Mission housing moratorium may go to November ballot

The San Francisco Business Times is reporting that a group of activists plans to submit a potential ballot measure to the city attorney that would push back market-rate housing projects in the Mission District for as much as a year and a half. After the submission, the group would need to collect about 9,400 signatures in order to qualify the measure for the ballot.

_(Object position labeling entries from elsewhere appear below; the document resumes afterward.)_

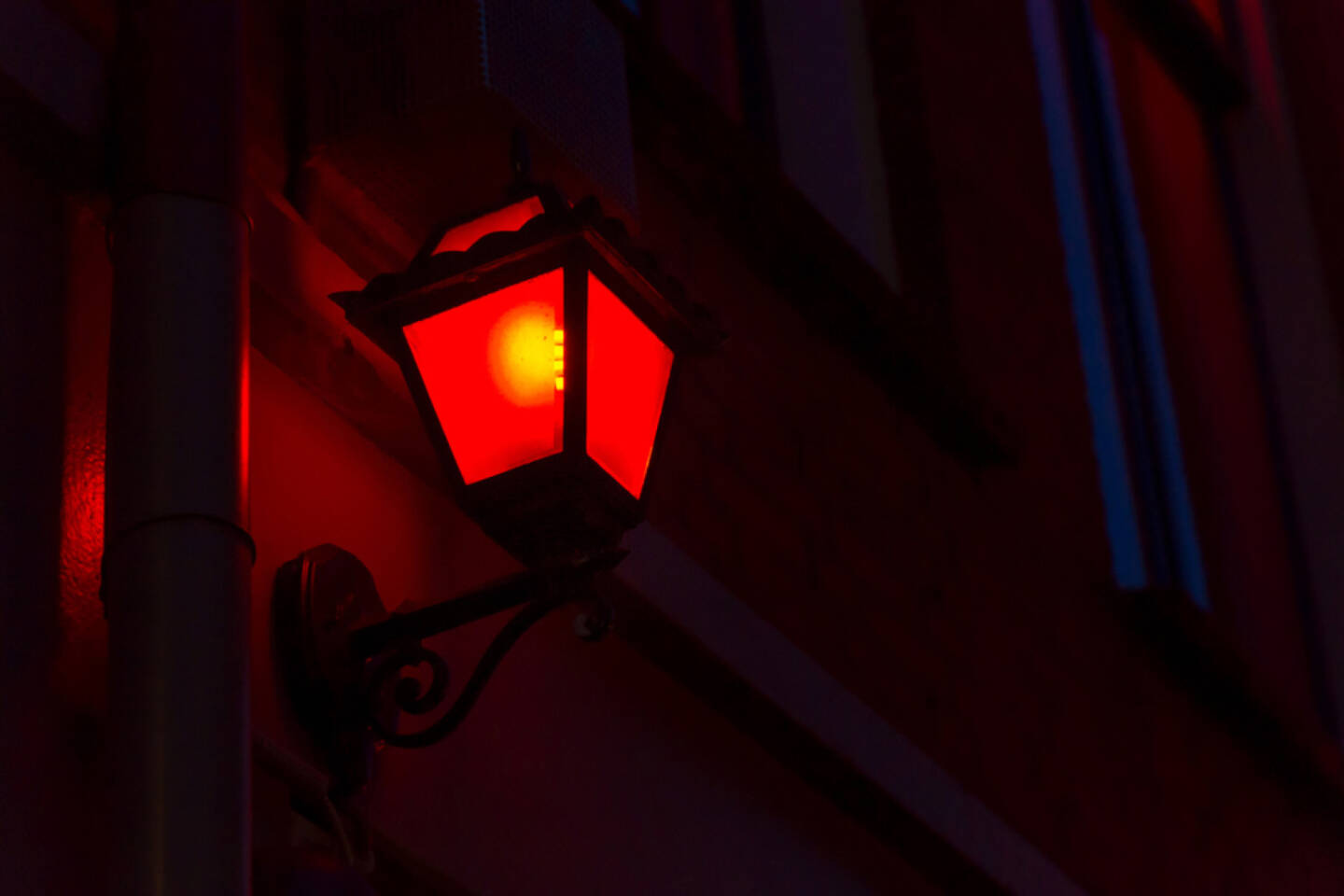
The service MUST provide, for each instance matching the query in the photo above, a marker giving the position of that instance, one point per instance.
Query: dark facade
(995, 548)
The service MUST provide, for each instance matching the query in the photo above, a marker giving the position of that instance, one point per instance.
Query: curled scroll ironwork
(414, 697)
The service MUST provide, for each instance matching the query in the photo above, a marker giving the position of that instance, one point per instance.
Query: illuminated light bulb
(521, 364)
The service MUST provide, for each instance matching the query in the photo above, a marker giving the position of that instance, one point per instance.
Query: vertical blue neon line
(1181, 513)
(1127, 551)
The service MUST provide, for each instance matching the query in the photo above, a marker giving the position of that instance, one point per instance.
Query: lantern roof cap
(556, 222)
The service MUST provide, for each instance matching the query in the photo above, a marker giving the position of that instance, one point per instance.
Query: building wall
(967, 606)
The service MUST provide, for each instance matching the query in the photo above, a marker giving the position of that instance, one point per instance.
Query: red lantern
(539, 348)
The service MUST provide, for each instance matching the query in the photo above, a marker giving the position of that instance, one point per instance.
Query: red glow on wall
(506, 219)
(628, 378)
(494, 371)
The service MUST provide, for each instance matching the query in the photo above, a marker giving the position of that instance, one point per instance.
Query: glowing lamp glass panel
(628, 370)
(510, 217)
(495, 373)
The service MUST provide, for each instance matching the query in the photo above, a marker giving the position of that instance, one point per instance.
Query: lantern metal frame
(347, 663)
(565, 504)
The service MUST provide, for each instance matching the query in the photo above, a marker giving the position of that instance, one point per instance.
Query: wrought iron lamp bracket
(348, 664)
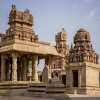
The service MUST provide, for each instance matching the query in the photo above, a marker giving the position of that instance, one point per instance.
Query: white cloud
(91, 14)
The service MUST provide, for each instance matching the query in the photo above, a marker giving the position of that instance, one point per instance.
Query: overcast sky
(50, 16)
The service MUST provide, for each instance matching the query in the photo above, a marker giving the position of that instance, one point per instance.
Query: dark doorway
(64, 79)
(75, 78)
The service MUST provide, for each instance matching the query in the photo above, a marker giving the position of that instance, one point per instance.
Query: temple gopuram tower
(82, 69)
(62, 48)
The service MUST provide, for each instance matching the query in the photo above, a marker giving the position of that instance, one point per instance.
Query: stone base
(90, 91)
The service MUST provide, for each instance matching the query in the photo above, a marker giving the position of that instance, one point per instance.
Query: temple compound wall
(21, 50)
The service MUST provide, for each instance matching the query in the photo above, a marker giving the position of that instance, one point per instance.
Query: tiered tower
(62, 48)
(20, 26)
(61, 42)
(83, 70)
(82, 50)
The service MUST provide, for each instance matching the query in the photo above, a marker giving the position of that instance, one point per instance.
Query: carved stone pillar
(2, 68)
(35, 68)
(14, 67)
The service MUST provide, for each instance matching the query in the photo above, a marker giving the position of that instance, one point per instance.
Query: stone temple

Applicable to projects exceeding 20 units, the moratorium would extend to the entire Mission District. “Our goal is not to stop all development,” Edward Lindo of the San Francisco Latino Democratic Club told the Business Times. “Our goal is to stop incredibly large development that focuses exclusively on market-rate housing. We need a pause to ensure that if developers are going to build in our city, they’re going to figure out a way to build affordable housing, even if that could be cutting into their 15 to 20 percent profit margins.”

However, Gabriel Metcalf disagrees. The president of urban policy group SPUR told the Business Times that the measure is a “misdirected idea that will have the exact opposite effect of what they intend.” He said that it is a “venting of frustration” but will not make the Mission more affordable.

With 500 new units completed since 2010 and another 500 units in the pipeline, very little affordable housing is on tap. According to the Council of Community Housing Organizations, which is supporting the moratorium, just 7.1 percent of those units are slated to be affordable.

Lindo told the Business Times that he believes the measure is the first such effort in the state.